Another problem is that many mental health patients report a history of traumatization, regardless of diagnosis. Thus it is difficult to sort out which symptoms and disorders are associated with traumatization, and which are not. Many patients who have serious mental illness, such as schizophrenia, bipolar I and II, and other psychotic disorders have a history of traumatization (Goodman, Rosenberg, Mueser, & Drake, 1997; Goodman et al., Mueser et al., 1998). For example, a number of psychotic patients report a history of childhood abuse (Janssen et al., 2005; Read, van Os, Morrison, & Ross, 2005). However, because of the symptom overlap of Schneiderian first-rank symptoms--such as hearing voices, thought insertion and withdrawal--between trauma-related and psychotic disorders, there is a strong need for clinicians to be thorough in their assessments, and well-informed about trauma-related diagnoses and their manifestations in those patients with other types of serious mental illness.

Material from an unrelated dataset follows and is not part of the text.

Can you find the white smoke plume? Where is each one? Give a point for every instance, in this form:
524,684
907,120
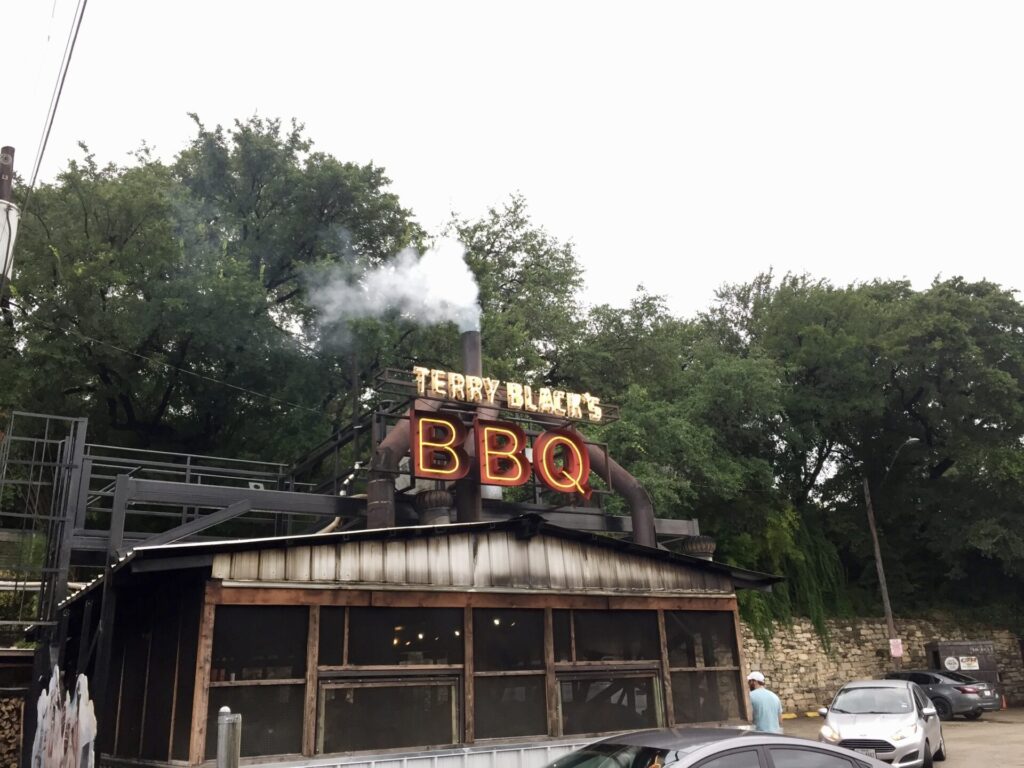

Many experts in the trauma field have come to the conclusion that current classifications of trauma-related disorders are inadequate and confusing in both DSM-IV and ICD-10. As a result, new diagnoses have been proposed, such as Complex PTSD and Developmental Trauma Disorder (in children). In addition to ASD and PTSD, many other DSM-IV diagnoses are strongly related to traumatic events, and a spectrum of trauma-related disorders (Bremner, Vermetten, Southwick, Krystal, & Charney, 1998; Moreau & Zisook, 2002) and of trauma-related syndromes (van der Kolk, 1996) have been proposed.